Want to know what a politician should sound like; listen to this interview of John Kasich from Bill Cunningham of 700 WLW?

The Governor was very explicit in that interview that he does not intend to take a public job to get another public job. He mentioned a bill to prevent unions from being able to strike against public organizations and he spoke about balancing the budget and bring jobs back to Ohio by taking away the restrictions that drive business away.

All too often politicians stick their fingers to the wind and check public opinion before taking action. That is the problem. People like Kasich are successful without politics. He doesn’t need the small wage of what an Ohio Governor makes. It’s not important to him to see his name on the signs welcoming people to the state, because he’s in the job to do the job. Not to fill his ego.

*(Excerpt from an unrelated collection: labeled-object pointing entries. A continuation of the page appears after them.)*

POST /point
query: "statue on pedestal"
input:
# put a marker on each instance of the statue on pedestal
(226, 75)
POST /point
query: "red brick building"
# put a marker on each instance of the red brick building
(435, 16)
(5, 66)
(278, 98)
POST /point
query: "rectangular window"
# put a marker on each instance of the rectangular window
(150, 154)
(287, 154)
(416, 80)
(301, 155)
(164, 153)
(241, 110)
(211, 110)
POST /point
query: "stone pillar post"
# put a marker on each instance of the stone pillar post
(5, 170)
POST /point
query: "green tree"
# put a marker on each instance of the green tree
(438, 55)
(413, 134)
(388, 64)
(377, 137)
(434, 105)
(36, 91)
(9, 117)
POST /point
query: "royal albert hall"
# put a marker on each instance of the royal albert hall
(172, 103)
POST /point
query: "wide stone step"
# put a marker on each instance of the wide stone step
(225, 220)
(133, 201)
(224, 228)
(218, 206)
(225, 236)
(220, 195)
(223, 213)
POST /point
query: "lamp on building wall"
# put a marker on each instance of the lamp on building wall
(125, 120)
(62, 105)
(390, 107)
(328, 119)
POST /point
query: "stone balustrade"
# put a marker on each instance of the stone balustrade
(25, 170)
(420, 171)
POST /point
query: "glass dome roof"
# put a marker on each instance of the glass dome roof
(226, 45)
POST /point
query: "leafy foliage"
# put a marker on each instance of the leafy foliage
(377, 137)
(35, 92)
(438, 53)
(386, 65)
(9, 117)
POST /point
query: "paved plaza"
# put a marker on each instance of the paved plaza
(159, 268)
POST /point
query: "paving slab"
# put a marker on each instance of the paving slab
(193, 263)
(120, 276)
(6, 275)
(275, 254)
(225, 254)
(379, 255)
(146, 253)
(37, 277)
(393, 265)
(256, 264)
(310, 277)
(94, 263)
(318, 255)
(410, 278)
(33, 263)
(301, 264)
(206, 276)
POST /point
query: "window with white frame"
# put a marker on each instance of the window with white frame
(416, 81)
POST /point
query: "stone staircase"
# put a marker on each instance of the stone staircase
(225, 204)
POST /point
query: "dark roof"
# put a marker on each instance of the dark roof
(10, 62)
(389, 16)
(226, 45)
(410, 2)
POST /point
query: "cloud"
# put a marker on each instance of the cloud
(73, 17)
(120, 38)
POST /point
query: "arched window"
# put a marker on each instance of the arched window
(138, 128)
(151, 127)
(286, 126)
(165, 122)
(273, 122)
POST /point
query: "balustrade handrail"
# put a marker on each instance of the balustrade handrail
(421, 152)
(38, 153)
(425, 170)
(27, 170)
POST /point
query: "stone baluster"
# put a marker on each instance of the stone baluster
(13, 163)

Heads of companies tend to do the work of balancing the budget of companies without worrying about whether or not they make all the employees angry, because they are the boss. And a boss can’t get wrapped up in popularity. All that really matters is if the state remains financially stable so we can live our lives in the state, and it’s the governors job to make sure that happens.

If you’re the kind of person looking for the government to do something for you, then you won’t like Kasich, because you have misread the intention of government and have bought into the “great lie” of Progressives. But if you want government to get out of our way, so we can create jobs, live out our lives, and not have all the money that should go to savings going to a bunch of “air headedprogressive programs, it is with great relief to hear a governor on the edge of taking control of the state government, that professes the attitude that he’s here to do the job, not begin running for the next public office so he can get the benefits of inflated public entitlements.

That’s what you get when you put people who are independently successful in office, instead of some mindless parasites that are clueless as to how the world works!